Relampagueara-se de espanto, provocando arrepios aos mais sensíveis. Como pode? Vieram-se todos, de todo lado. Os que se sentavam nas cadeiras frontais voltaram-se as cabeças para ele com exclamação na boca como se alguém os enroscasse. Os que se sentavam nas fileiras detrás entortaram-se os corpos para vê-lo; mais outros levantaram-se.

Os pêndulos do relógio puxavam-se à meia hora passo a passo como um velho embengalado. O carro ia ganhando mais distâncias, quilómetros a quilómetros. Muita gente dormia, outra acordava.

Devido ao calor que atingira quarenta e dois graus, o bus se parecia com uma carcaça, resto de guerra, todos vidros escancarados para ver se adentrava uma brisa. Somente as cortinas que flutuavam davam na vida. As crianças choravam. Mais homens fecundam-se. Que global warming? Deus castiga! Que se lixem os experts que provocam calor na terra – murmurava o motorista, mascando chiclete para assustar o sono, enganado por uma ventoinha que espanejava o ar, suspensa a alguns centímetros no tecto do bus.
No relógio enodoado por uma borboleta no centro, os ponteiros pareciam antenas dalgum insecto. Eram treze horas e cinquenta e cinco minutos.

– Vamos almoçar em Manhala – articulou-se o motorista para salvaguardar ao cobrador que se quebrava no dormitar dando golpes ao nada.
Uns trinta quilómetros – retorquiu… - até catorze em ponto – concluiu.

Os pneus chiavam no asfalto quente. ‘’Deus nos acuda para que nenhum pneu saia’’ – pensava para consigo mesmo um passageiro que se sentava mais para a primeira cadeira do lado contrário do motorista.
Viu todas formas de subornar a polícia, dinheiro dobrado em forma de beata de cigarro, outro em forma de dado anexo na carta, e para disfarçar se transferiam no aperto de mão.
Catorze em ponto, o bus freava a uns trezentos metros.

– Trinta minutos para almoço – berrou o cobrador.

Nos olhos de alguns se via a preocupação vasculhando pelo Sr. que lhes prometera o almoço. Os que não tinham fiança em suas palavras acorreram ao balcão pagar um prato.

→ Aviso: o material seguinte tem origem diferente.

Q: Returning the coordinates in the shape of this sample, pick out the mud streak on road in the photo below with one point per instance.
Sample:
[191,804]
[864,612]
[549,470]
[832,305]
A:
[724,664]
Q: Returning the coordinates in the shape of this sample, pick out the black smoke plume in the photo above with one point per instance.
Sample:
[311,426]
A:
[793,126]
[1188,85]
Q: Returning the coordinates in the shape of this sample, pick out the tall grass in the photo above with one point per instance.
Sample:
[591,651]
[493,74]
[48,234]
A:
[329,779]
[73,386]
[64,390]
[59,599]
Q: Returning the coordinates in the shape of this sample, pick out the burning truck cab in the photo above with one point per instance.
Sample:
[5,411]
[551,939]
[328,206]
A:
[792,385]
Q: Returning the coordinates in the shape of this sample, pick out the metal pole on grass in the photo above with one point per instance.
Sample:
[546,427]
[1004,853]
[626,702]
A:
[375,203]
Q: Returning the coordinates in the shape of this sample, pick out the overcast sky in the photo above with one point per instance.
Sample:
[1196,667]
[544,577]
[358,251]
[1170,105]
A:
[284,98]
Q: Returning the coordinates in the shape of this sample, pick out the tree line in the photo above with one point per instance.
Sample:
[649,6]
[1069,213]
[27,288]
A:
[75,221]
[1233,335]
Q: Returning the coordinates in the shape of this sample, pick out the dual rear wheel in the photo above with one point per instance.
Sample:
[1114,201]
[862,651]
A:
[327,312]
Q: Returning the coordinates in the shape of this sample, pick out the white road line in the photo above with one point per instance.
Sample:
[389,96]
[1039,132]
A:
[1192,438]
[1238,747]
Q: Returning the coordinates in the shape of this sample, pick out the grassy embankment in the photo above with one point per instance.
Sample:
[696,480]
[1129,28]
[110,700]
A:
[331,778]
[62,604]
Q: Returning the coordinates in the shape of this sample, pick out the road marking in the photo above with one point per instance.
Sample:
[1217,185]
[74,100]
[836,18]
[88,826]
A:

– Quanto custa…? – perguntou uma senhorita apontando com o dedo sem nenhuma precisão.

– Arroz, frango ou batata duzentos meticais – replicou o garçon, um somaliano de cara chupada, - …peixe e camarão trezentos meticais – concluiu. O sr. que prometera almoço dobrava-se com o cobrador numa das gavetas dos laterais do bus, cabeças ocultas.

– Não. Essa outra maleta preta - explicava o Sr.
Os que se sentavam no corredor, desceram há muito, sobrava a lotação exacta do bus, 64 passageiros incluindo o fiscal 65. O sr. desembolsou todo o valor que tinha pagando almoço e refresco para todos como prometera e desejou:

- Feliz Natal, a todos!!!

Comeram. Riram. Conversaram.
Catorze e trinta, o motor que permanecia a roncar, roncou mais com estrondo. Os pneus guincharam de volta a marcha. Impôs-se um silêncio minúsculo. Num velho sentado no lado contrário do sr. que pagara o almoço, se lia traços de preocupação no semblante como se faltasse verbo para perguntar:

- Por que, então, o sr. queria se suicidar?, em tanto provara ser  decidido nas usas palavras.

 – Não devia estar a brincar depois de despender elevadas somas avultadas num momento de crise financeira – pensou o velho.
Foi assim por um longo momento antes que o sr. pedisse descer na paragem seguinte, numa área deserta, silencio.
– Desço no cajueiro - gritou o sr.
No exacto momento, a voz do velho soltou-se quebrando o ruído do motor:
Vai-se suicidar?
–Sim – acenou o sr. com a cabeça afirmando positivamente.
Fora de si, o velho quis insistir, mas não houve mais tempo, o sr. saiu e o motor retornou  a roncar e os pneus guincharam.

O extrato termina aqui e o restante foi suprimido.